George Fox, a founding father of Quakerism, who converted James Parnell in Carlisle goal, where Fox was imprisoned.

Key to the endurance of the Quaker movement has been the disciplined network created by George Fox in those early days. At the grass roots were the groups of people who met each week for worship. These constituted the Preparatory Meetings. Preparatory Meetings were geographically grouped into Monthly Meetings. At the Monthly Meetings delegates from each of the Preparatory Meetings would discuss financial and spiritual matters relating to their Preparatory Meetings, and agree what actions needed taking, or refer the matter to a higher level. Monthly Meetings were in turn geographically grouped into county Quarterly Meetings at which delegates from the Monthly Meetings would discuss matters that were felt in need of broader airing. Matters could be brought from Quarterly Meetings to the Yearly Meeting for discussion and discernment. Quakers were, and still are, a bottom-up organisation with matters of concern being promulgated upwards until they are resolved at the appropriate level.

This structure is largely intact today, although the nomenclature has changed in the last few years. The grass roots meetings are now known as Local Meetings, the Monthly Meetings as Area Meetings; and the Quarterly Meetings have become Regional Gatherings but shorn of their business functions. Yearly Meeting continues unchanged.

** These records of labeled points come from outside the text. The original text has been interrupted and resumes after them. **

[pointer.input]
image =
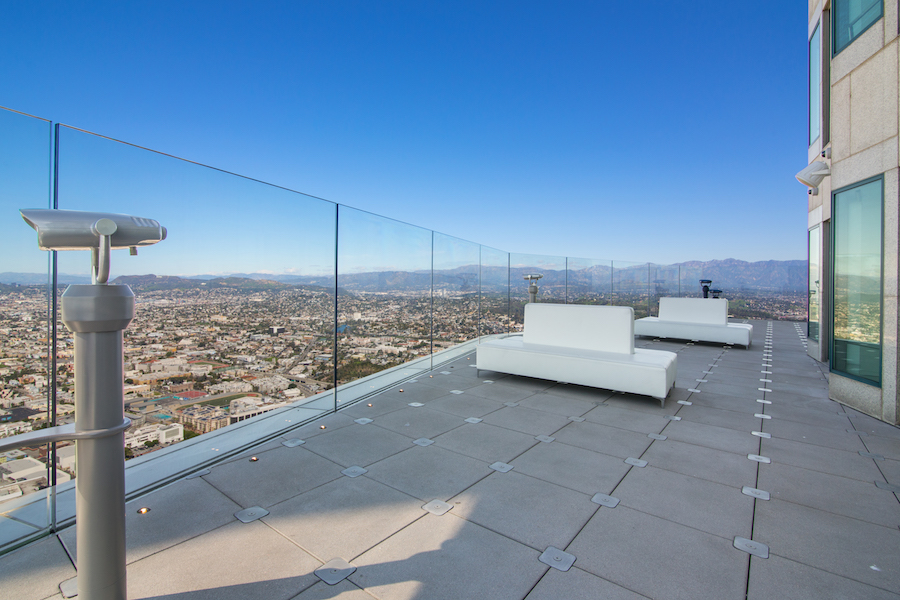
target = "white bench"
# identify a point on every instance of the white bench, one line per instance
(702, 319)
(584, 345)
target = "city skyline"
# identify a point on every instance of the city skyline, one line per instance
(535, 130)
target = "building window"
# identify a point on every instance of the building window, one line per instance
(815, 86)
(856, 250)
(812, 330)
(852, 18)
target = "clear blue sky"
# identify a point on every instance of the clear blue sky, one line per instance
(647, 131)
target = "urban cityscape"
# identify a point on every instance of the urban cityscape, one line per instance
(204, 354)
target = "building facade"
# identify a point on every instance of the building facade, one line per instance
(852, 180)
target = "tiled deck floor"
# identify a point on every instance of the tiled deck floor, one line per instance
(830, 531)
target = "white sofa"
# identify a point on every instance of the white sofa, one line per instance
(585, 345)
(702, 319)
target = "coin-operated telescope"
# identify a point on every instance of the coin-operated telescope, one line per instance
(96, 314)
(532, 287)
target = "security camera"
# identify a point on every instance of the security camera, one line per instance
(813, 175)
(80, 230)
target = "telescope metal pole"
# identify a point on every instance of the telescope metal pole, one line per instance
(97, 315)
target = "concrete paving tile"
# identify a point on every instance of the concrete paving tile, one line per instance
(278, 475)
(344, 518)
(807, 416)
(178, 512)
(777, 577)
(625, 418)
(871, 425)
(659, 558)
(525, 384)
(745, 404)
(465, 405)
(887, 447)
(35, 571)
(647, 404)
(380, 406)
(239, 561)
(580, 392)
(360, 445)
(345, 590)
(486, 442)
(734, 470)
(330, 423)
(576, 584)
(526, 420)
(848, 497)
(571, 467)
(447, 382)
(829, 437)
(711, 436)
(531, 511)
(500, 393)
(830, 542)
(818, 458)
(559, 404)
(711, 507)
(600, 438)
(707, 415)
(419, 422)
(448, 558)
(429, 473)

The Quaker 'Discipline' has been an enduring (and changing) feature - a foundation - of Quaker life. 'Discipline' is not now a popular word, but in the seventeenth century it was rooted in ideas of learning and discipleship, and for Quakers consists for the most part of advice and counsel. One of the earliest copies of Quaker 'Discipline' is a letter penned in 1656 from Balby Meeting, setting out a framework for living a Quakerly life at that time. A summary can be found here

Fox constantly travelled the country advising his followers, and in September 1667 he arrived in Felsted to discuss Quaker organisation in Essex. Witham Monthly Meeting was set up, comprising meetings at Heybridge, Steeple, Cressing, Witham, Baddow and Fuller Street; but by the start of the 18th century this had changed to Witham, Maldon, Chelmsford, Cressing, Billericay and Fuller Street. Now known as Mid-Essex Area Meeting, the group of Local Quaker Meetings - Chelmsford, Maldon, Billericay and Brentwood - hold and administer their assets - money, land and buildings - collectively.

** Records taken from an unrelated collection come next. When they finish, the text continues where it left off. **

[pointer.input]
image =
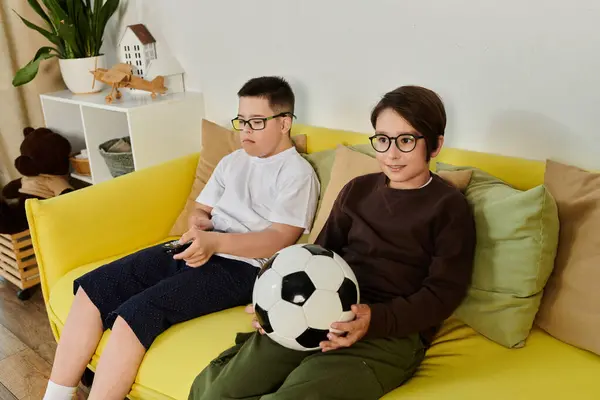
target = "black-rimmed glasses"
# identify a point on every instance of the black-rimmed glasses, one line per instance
(256, 124)
(405, 142)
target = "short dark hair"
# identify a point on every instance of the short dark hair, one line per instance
(420, 107)
(273, 88)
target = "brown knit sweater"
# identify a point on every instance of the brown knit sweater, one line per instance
(411, 250)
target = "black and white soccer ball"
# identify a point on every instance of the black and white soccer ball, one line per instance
(300, 292)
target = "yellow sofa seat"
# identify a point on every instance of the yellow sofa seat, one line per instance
(75, 233)
(460, 365)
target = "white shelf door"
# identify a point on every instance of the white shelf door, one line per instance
(165, 131)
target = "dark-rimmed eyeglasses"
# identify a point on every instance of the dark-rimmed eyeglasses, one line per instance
(405, 142)
(257, 124)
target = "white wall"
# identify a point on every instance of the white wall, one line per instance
(518, 77)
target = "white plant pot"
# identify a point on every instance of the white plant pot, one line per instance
(76, 73)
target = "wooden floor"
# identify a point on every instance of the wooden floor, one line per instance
(26, 345)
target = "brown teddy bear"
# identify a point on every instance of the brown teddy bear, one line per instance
(44, 164)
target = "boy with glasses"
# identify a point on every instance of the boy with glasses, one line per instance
(258, 200)
(409, 237)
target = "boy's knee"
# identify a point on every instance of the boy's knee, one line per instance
(205, 387)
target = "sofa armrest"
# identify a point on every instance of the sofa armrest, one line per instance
(107, 219)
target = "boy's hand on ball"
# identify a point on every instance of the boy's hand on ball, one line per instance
(250, 310)
(204, 245)
(354, 330)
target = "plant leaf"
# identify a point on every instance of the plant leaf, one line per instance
(39, 10)
(69, 34)
(53, 38)
(28, 72)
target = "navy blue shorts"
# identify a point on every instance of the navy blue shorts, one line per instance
(151, 291)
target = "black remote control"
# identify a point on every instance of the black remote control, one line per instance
(175, 247)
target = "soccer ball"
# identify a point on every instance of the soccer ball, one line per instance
(300, 292)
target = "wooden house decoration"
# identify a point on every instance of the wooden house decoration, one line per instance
(171, 70)
(137, 48)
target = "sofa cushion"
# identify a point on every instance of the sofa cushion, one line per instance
(517, 235)
(217, 142)
(570, 308)
(461, 364)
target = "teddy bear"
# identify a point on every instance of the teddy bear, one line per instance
(44, 164)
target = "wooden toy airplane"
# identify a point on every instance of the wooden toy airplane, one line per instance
(121, 76)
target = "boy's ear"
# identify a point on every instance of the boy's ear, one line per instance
(440, 145)
(287, 124)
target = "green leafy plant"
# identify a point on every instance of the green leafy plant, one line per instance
(75, 29)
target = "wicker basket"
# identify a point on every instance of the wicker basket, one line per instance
(118, 163)
(81, 166)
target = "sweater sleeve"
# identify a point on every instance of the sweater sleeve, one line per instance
(443, 289)
(334, 235)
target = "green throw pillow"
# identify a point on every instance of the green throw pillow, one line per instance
(517, 238)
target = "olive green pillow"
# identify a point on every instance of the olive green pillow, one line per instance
(517, 238)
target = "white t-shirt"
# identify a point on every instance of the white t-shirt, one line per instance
(248, 194)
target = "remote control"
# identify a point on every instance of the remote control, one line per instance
(175, 247)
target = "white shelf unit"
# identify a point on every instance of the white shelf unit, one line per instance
(160, 130)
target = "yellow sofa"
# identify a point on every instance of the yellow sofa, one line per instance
(78, 232)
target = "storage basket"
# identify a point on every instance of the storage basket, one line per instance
(81, 166)
(18, 264)
(118, 163)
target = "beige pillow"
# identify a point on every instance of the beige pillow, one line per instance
(217, 142)
(570, 309)
(458, 179)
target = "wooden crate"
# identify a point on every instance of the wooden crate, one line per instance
(18, 264)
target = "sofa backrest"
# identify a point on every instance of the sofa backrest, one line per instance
(518, 172)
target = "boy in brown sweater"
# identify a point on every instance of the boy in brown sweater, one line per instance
(409, 237)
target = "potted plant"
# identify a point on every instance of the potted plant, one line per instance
(75, 29)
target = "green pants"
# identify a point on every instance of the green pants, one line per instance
(258, 368)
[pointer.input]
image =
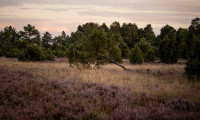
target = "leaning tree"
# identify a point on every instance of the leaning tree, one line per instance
(96, 48)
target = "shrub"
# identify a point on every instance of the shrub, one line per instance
(125, 50)
(193, 64)
(49, 55)
(150, 56)
(13, 53)
(32, 53)
(1, 52)
(116, 54)
(136, 56)
(59, 53)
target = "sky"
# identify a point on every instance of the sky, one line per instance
(56, 16)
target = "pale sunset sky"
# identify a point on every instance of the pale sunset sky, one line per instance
(56, 16)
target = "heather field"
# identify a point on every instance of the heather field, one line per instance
(54, 90)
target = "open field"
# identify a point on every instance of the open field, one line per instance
(154, 91)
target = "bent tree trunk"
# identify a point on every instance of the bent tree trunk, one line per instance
(113, 61)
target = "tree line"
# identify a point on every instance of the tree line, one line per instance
(98, 44)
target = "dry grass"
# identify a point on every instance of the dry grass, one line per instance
(153, 79)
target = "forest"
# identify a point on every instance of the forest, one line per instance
(120, 72)
(99, 44)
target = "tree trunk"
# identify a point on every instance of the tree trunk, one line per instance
(113, 61)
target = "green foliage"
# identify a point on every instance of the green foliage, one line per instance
(150, 56)
(125, 50)
(13, 53)
(136, 56)
(31, 35)
(169, 49)
(1, 52)
(60, 53)
(49, 55)
(130, 34)
(116, 54)
(94, 47)
(32, 53)
(193, 68)
(147, 50)
(149, 34)
(46, 40)
(193, 64)
(115, 27)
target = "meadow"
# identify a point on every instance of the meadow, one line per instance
(54, 90)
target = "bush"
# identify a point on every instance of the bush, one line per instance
(116, 54)
(59, 53)
(13, 53)
(193, 68)
(1, 52)
(193, 64)
(150, 56)
(125, 50)
(136, 56)
(32, 53)
(49, 55)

From the earliest days Quakers kept written minutes of their meetings to discuss financial and spiritual matters. They also kept a record of births, marriages and deaths in the Meetings. The minutes of Witham Monthly Meeting commence in 1672, and in Essex Record Office there are volumes of minutes covering the years 1672 to 1948 which can be accessed by the general public.

Each Local Meeting appoints elders who have responsibility for the spiritual life of their meeting. It falls to them to help erring members see their faults. It would seem that at the start of the 18th century, the moral standards of some mid-Essex Quakers was low. In 1703 it is recorded that Chelmsford Local Meeting deputed several elders 'to go to John Bucknell and his wife to discourse them about some disorderly walking' (the phrase "disorderly walking" implies straying from the path required by Quaker discipline, and places the member in imminent danger of disownment); and in 1705 the elders were 'to go to Matthew Joslin's to visit him and his wife, and desire the reasons why they do not keep more constantly to meetings'.Even worse was the case of Thomas Turner, who was the subject of a lengthy minute which ends 'We desire the Lord may give him repentence and that he may witness reconciliation with Him, and until these manifest tokens be demonstrated and seen by Him, we do deny him to be one of us'. Three years later we find that he gave 6d to Monthly Meeting with the resulting minute: 'From this meeting was returned 6d which Thomas Turner laid down to the collection, this meeting not having freedome to receive it'!